Total population | |
---|---|
150,000 (2011) | |
Regions with significant populations | |
Berlin | |
Languages | |
Vietnamese, German | |
Religion | |
Mahayana Buddhism and Roman Catholicism | |
Related ethnic groups | |
Vietnamese people in Bulgaria, Vietnamese people in the Czech Republic, Vietnamese people in Russia, and other overseas Vietnamese |
Vietnamese people in Germany form the country's largest group of resident foreigners from Asia, with Federal Statistical Office figures showing 83,446 Vietnamese nationals residing in Germany at the end of 2005. Not included in those figures are individuals of Vietnamese origin or descent who have been naturalised as German citizens. Between 1981 and 2007, 41,499 people renounced Vietnamese citizenship to take up German nationality. A further 40,000 irregular migrants of Vietnamese origin were estimated to live in Germany, largely concentrated in the Eastern states, as of 2005[update].
The Vietnamese community in West Germany consists of refugees from the Vietnam War.

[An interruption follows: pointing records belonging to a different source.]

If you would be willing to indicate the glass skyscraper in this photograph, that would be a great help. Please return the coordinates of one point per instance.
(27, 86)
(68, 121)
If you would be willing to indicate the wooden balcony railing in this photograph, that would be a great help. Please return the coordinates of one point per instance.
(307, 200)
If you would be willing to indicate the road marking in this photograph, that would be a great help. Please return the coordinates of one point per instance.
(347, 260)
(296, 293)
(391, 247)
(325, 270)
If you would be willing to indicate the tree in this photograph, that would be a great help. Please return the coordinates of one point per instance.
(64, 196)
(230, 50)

The first of the boat people who fled the country after the fall of Saigon, consisting of 208 families totalling 640 individuals who had fled on board the Hai Hong, arrived in Hanover on 3 December 1978 by plane. None spoke German. Several factors aided their social and economic integration into German society. They received official aid in the form of social benefits and job placement assistance, as well as broader societal support for their successful adaptation to German life. Further, unlike other migrant groups, they knew that they had no option to return to their country of origin if they failed in their adopted land. They spread out through a variety of economic sectors, but were somewhat concentrated in the metal industry. By the eve of German reunification, West Germany had roughly 33,000 Vietnamese immigrants, largely consisting of boat people and their relatives who were admitted under family reunification schemes.

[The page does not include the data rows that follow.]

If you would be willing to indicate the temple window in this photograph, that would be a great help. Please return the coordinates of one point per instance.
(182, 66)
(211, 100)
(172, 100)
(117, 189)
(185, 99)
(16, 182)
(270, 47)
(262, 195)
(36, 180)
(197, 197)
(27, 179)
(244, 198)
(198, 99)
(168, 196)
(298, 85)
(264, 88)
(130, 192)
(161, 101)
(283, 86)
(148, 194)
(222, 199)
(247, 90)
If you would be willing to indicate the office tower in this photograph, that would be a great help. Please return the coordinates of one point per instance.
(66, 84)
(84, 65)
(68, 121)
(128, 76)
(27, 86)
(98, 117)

East Germany began to invite North Vietnamese students to attend study and training programmes there as early as the 1950s; cooperation expanded in 1973, when they pledged to train a further 10,000 Vietnamese citizens in the following ten years. In 1980, they signed an agreement with the reunified Socialist Republic of Vietnam for enterprises in East Germany to provide training to Vietnamese; between 1987 and 1989. The East German government viewed industrial trainee programmes not just as a means to increase the labour supply to local industry, but also as development aid to the poorer members of the socialist bloc. By the mid-1980s, Vietnamese, along with Mozambicans, comprised the main groups of foreign labourers in the GDR. From a population of just 2,482 in 1980, the number of Vietnamese residents of East Germany grew to 59,053 by 1989, with the largest influx in 1987 and 1988. They were concentrated mainly in Karl-Marx-Stadt, Dresden, Erfurt, East Berlin, and Leipzig. Their contracts were supposed to last for five years, after which they would return home.